The three hydrophobic sequences play a major role in targeting and anchoring perilipins to lipid droplets.

Abbreviations: aa, amino acids; GFP, Green Fluorescent Protein; H1, H2, and H3, hydrophobic sequences of perilipin A from amino acids 243–260 (H1), 320–342 (H2), and 349–364 (H3)

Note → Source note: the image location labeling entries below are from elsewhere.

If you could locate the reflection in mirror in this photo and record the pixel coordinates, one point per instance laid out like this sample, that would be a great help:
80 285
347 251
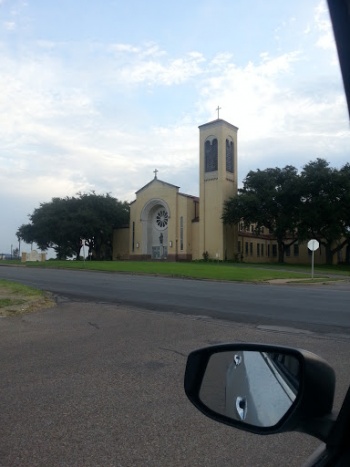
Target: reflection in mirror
257 388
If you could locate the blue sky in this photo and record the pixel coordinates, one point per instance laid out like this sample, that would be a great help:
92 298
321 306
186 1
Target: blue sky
96 95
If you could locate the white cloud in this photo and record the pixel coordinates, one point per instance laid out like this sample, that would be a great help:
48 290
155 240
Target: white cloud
326 39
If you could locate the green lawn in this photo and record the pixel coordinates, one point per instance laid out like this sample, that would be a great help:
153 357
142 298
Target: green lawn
195 270
198 270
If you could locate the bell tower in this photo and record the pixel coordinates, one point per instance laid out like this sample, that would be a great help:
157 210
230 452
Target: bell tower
218 183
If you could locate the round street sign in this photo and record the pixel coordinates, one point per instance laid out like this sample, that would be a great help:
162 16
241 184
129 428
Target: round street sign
313 245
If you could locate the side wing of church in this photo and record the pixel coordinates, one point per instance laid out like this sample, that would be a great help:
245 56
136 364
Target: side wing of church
167 224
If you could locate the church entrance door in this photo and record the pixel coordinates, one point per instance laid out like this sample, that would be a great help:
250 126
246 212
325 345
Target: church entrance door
159 252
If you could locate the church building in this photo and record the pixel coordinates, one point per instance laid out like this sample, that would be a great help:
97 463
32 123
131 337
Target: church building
166 224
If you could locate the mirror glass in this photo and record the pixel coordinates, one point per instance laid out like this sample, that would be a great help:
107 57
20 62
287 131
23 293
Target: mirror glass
257 388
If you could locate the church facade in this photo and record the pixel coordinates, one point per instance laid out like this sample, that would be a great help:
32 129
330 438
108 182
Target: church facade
170 225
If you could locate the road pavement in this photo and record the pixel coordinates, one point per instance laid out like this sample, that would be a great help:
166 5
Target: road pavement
98 381
87 384
322 308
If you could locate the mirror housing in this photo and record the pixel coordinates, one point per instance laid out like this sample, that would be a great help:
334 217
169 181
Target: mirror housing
310 409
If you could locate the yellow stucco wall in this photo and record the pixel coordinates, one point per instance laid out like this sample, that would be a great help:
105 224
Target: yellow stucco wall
215 188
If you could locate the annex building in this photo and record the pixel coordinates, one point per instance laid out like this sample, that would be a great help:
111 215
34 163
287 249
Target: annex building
168 225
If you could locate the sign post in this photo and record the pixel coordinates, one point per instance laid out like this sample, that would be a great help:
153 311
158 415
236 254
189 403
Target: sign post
313 246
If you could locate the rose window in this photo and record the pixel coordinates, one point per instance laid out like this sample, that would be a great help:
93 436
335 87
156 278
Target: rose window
162 218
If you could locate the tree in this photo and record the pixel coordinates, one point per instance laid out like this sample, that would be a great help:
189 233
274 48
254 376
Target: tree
325 212
269 198
64 223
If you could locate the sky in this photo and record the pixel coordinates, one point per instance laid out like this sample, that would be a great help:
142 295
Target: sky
97 95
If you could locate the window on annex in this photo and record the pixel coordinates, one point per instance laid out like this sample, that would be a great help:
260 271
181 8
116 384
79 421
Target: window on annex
296 249
181 233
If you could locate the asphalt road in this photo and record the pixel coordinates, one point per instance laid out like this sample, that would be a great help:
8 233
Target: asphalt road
98 382
323 308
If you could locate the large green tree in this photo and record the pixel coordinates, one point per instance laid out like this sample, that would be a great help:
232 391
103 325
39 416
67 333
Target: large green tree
325 213
65 223
269 198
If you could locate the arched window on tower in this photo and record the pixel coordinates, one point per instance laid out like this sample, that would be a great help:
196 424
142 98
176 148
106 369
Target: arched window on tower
229 155
211 155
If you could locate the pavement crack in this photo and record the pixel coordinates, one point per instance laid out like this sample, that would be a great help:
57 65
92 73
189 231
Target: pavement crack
173 351
94 325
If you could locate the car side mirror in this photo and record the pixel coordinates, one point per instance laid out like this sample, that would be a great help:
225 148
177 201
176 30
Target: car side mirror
261 388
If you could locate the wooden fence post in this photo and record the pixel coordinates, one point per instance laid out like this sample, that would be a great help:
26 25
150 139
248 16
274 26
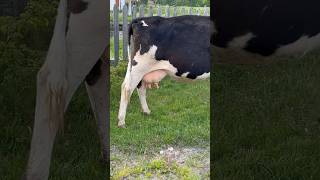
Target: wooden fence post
168 11
116 34
141 11
125 33
183 11
134 12
159 10
150 11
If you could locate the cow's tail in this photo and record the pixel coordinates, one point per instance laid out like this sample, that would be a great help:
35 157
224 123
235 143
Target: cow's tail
56 65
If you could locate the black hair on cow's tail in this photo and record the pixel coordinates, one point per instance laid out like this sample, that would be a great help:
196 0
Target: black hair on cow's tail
130 30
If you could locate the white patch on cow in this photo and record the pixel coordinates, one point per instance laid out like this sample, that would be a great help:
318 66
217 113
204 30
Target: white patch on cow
302 46
144 23
184 75
241 41
204 76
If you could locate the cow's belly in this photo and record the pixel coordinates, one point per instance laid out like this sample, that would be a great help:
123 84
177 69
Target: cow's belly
154 76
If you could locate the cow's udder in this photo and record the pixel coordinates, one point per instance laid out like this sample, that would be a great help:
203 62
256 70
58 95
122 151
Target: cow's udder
154 77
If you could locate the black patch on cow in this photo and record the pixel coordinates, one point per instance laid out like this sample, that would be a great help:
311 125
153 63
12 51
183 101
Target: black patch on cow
184 41
274 23
134 62
94 73
77 6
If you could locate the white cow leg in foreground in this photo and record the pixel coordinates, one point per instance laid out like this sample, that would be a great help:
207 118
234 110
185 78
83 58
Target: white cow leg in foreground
142 92
98 94
70 58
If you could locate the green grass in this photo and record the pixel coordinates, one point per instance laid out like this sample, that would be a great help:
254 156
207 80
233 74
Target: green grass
267 121
157 168
179 116
163 12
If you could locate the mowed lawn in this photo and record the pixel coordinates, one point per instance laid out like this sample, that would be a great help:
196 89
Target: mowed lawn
267 120
179 116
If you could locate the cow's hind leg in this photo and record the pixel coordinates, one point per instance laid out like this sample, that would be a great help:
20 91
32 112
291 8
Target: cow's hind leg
133 76
97 88
142 92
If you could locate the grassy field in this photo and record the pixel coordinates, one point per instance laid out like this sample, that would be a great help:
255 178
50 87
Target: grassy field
195 10
267 120
179 118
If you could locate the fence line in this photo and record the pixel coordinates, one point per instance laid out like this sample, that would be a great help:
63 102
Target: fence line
140 11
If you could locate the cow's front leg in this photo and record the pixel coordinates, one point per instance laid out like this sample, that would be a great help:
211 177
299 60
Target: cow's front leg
130 82
97 88
142 92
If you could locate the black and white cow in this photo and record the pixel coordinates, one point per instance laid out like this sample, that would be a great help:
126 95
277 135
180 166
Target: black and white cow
252 31
177 46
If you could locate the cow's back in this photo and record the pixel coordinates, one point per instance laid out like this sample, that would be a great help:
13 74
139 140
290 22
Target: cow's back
253 31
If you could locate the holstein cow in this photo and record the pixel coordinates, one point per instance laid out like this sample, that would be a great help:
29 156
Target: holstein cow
252 31
177 46
78 42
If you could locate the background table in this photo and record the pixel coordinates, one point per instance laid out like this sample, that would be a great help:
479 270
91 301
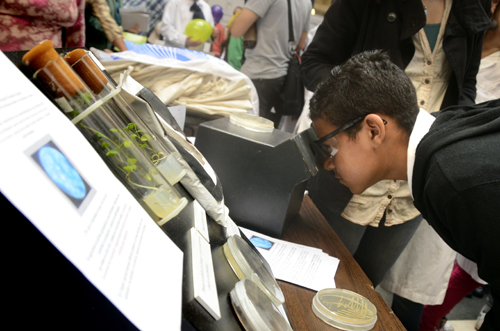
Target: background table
310 228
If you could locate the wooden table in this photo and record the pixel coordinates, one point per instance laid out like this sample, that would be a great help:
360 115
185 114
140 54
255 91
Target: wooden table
310 228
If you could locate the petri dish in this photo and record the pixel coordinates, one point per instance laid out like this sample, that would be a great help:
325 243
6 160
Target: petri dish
255 310
247 264
344 309
252 122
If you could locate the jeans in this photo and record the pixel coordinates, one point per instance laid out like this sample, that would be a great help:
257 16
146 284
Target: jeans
268 91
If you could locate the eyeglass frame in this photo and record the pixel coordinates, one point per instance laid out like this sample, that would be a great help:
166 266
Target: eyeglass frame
319 142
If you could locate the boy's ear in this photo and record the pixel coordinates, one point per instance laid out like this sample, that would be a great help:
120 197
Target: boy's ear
375 127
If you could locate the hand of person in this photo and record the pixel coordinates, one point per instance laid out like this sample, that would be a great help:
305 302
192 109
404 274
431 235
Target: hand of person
231 20
135 30
215 33
192 43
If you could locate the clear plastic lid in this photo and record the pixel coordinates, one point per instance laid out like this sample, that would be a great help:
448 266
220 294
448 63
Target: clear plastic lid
344 309
255 310
247 264
252 122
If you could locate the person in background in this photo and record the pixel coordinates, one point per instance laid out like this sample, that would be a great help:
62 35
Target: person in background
217 13
370 128
24 24
266 64
440 51
234 50
177 14
102 29
155 8
464 278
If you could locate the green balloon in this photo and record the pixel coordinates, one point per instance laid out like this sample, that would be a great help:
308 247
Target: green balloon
198 29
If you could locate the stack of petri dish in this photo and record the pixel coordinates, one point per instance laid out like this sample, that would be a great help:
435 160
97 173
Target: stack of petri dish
344 309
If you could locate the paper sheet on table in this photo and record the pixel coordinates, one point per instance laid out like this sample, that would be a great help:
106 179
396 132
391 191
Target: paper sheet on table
64 188
297 264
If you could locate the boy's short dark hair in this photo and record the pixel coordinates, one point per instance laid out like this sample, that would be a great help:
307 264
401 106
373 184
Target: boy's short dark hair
366 83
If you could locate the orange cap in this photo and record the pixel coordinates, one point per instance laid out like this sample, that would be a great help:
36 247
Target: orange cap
87 69
56 74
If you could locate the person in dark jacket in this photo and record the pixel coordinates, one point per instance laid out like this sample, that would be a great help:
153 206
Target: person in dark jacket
370 128
438 44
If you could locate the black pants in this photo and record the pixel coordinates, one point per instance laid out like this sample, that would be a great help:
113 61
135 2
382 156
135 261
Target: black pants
268 91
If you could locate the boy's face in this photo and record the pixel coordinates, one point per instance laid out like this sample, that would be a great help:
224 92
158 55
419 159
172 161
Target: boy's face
354 160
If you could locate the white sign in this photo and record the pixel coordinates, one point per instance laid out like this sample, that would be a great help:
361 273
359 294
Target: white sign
64 188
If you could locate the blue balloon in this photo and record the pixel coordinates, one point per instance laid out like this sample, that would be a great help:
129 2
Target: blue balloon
217 13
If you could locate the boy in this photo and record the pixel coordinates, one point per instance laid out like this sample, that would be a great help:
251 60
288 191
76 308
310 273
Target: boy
370 128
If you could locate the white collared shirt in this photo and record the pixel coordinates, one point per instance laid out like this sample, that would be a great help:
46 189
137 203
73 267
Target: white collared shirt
422 126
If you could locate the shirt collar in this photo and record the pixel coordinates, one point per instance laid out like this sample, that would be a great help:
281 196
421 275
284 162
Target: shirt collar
422 126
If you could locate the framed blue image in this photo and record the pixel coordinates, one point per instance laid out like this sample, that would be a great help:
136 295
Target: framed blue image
59 169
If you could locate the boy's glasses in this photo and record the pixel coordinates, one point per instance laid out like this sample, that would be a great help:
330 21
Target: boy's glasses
329 150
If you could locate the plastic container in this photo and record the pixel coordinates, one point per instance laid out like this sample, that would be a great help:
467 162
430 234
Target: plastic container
255 310
103 130
130 121
344 309
247 264
252 122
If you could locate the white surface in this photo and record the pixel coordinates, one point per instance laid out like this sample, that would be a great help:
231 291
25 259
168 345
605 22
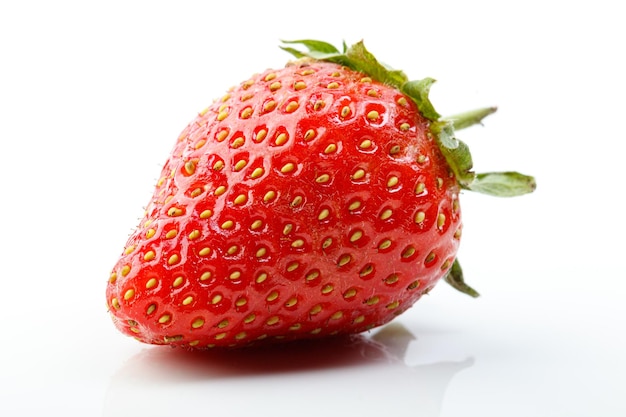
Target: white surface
92 96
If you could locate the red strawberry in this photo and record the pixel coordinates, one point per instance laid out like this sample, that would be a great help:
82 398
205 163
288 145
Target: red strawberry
317 199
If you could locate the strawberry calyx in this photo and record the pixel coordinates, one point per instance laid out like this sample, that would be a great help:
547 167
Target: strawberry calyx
456 152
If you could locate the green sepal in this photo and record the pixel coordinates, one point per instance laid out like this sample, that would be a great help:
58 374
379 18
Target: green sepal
454 277
503 184
418 90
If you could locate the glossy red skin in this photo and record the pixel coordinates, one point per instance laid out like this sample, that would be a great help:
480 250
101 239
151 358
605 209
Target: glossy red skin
231 308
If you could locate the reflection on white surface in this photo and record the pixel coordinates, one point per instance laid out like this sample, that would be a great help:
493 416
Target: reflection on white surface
356 376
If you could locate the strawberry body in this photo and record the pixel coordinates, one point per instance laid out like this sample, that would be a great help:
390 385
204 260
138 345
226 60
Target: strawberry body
308 201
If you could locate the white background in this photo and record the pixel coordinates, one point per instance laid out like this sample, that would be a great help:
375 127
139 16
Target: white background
93 95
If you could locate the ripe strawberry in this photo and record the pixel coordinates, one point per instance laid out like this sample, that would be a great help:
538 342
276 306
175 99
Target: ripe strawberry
317 199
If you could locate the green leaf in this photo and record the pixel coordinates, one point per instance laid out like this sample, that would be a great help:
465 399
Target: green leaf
313 46
418 90
454 277
503 184
470 118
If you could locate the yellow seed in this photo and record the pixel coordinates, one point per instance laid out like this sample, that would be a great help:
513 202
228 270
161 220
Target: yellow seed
196 192
256 173
367 269
349 293
220 190
174 212
344 260
358 174
281 139
309 134
441 220
365 144
240 165
240 199
322 179
292 106
356 236
392 181
190 167
323 214
386 214
269 196
261 277
408 252
373 115
275 86
173 259
288 167
261 134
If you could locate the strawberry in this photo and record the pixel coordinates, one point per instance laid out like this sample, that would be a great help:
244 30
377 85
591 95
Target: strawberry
317 199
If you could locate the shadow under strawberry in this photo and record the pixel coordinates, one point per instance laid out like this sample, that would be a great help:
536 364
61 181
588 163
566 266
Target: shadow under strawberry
363 375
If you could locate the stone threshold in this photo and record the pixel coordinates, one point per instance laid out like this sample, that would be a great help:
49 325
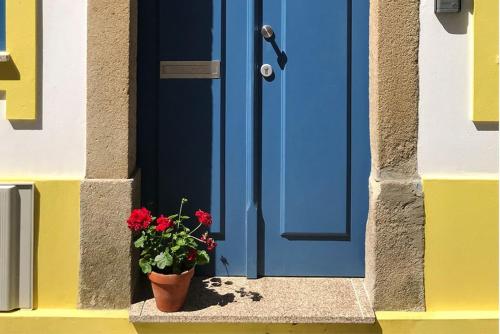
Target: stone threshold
265 300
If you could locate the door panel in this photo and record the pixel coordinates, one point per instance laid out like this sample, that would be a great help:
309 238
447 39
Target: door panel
306 142
193 128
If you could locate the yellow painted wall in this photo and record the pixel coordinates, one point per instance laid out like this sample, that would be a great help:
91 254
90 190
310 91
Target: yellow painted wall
116 322
18 76
57 243
485 61
461 244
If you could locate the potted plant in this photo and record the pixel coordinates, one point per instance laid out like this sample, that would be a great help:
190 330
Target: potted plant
170 251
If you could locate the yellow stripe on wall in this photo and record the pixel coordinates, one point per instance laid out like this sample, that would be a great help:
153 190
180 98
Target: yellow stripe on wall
57 230
461 244
57 243
485 107
18 75
116 322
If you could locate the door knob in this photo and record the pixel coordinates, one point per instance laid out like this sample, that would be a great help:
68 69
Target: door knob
266 70
266 31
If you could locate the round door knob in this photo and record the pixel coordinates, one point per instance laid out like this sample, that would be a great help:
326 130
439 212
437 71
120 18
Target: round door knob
266 31
266 70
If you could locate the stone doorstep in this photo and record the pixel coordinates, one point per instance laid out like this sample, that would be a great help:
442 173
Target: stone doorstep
266 300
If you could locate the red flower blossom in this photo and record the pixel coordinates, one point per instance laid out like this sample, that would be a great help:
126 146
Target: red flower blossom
211 244
191 255
163 223
204 217
139 219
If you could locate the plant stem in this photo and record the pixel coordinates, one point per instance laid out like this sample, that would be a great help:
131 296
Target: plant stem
195 238
197 227
180 212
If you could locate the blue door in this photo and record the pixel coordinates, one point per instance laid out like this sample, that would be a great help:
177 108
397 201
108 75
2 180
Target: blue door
281 160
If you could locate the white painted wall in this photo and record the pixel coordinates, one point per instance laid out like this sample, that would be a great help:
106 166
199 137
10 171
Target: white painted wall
449 142
55 147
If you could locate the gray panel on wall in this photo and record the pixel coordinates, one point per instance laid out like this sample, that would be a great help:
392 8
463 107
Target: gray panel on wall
16 246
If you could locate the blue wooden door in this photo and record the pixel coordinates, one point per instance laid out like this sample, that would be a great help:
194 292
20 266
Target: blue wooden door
281 162
315 154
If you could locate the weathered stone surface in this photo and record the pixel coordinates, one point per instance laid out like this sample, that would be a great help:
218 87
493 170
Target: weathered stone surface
266 300
395 245
105 243
111 89
394 40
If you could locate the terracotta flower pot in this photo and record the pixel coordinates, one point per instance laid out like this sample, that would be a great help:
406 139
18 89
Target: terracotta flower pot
170 291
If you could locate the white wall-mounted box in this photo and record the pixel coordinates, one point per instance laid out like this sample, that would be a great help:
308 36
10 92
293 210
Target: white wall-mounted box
16 245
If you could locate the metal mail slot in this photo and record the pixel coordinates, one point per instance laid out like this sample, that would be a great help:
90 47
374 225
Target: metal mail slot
190 69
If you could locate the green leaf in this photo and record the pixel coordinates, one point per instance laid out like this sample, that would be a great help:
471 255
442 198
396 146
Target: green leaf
145 265
202 257
163 260
139 243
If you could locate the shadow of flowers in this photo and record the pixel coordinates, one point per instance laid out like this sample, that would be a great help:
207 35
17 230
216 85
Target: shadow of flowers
206 292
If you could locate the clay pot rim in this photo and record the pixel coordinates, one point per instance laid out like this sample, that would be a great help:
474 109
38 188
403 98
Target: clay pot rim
169 278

Supplementary key words adipocyte • triacylglycerol • neutral lipid • immunofluorescence microscopy • immunoblotting

	INTRODUCTION

TOP ABSTRACT INTRODUCTION EXPERIMENTAL PROCEDURES RESULTS DISCUSSION REFERENCES

 
Perilipins are lipid droplet-associated phosphoproteins that function as key regulators of triacylglycerol storage and hydrolysis in adipocytes (1–8). Perilipins are members of the PAT family of lipid droplet-associated proteins (9), which includes adipophilin (also called adipose differentiation-related protein) (10, 11), TIP47 (9, 12), and S3-12 (13, 14) as well as proteins in species as diverse as Drosophila (Lsd1 and Lsd2) and Dictyostelium (9). Three perilipin isoforms, perilipins A, B, and C, are encoded by alternatively spliced forms of mRNA transcribed from a single gene (15, 16). Perilipins A, B, and C share a common N terminus but have distinct C termini. Perilipin A is the longest isoform with a unique C-terminal sequence of 112 amino acids (aa) and is the most abundant lipid droplet-associated protein in adipocytes.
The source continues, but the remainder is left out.